High-throughput amplicon sequencing datasets of the metacommunity DNA of the gut microbiota of naturally occurring and laboratory aquaculture green sea urchins Lytechinus variegatus

Joseph A Hakim a,, Casey D Morrow b,, Stephen A Watts a, Asim K Bej a,
PMCID: PMC6742851  PMID: 31528670

Abstract

We present high-throughput amplicon sequence (HTS) datasets of the microbial metacommunity DNA of the gut tissue and the gut digesta of naturally occurring (n = 3) and laboratory aquaculture (n = 2) green sea urchins, Lytechinus variegatus. The HTS datasets were generated on an Illumina MiSeq by targeting the amplicons of the V4 region of the 16S rRNA gene.
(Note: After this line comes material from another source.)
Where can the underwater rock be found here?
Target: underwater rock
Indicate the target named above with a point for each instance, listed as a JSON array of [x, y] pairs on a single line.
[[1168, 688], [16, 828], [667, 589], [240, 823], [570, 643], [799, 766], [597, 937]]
After the raw sequences were quality checked and filtered, 88% of the sequence reads were subjected to bioinformatics analyses to generate operation taxonomic units (OTUs), which were then verified for saturation by using rarefaction analysis at a 3% sequence variation. Further, the OTUs were randomly subsampled to the minimum sequence count values. Then, the FASTA-formatted representative sequences of the microbiota were assigned taxonomic identities through multiple databases using the SILVA ACT: Alignment, Classification and Tree Service (www.arb-silva.de/aligner). The HTS datasets of this metagenome can be accessed from the BioSample Submission Portal (https://www.ncbi.nlm.nih.gov/bioproject/) under the BioProject IDs PRJNA291441 and PRJNA326427.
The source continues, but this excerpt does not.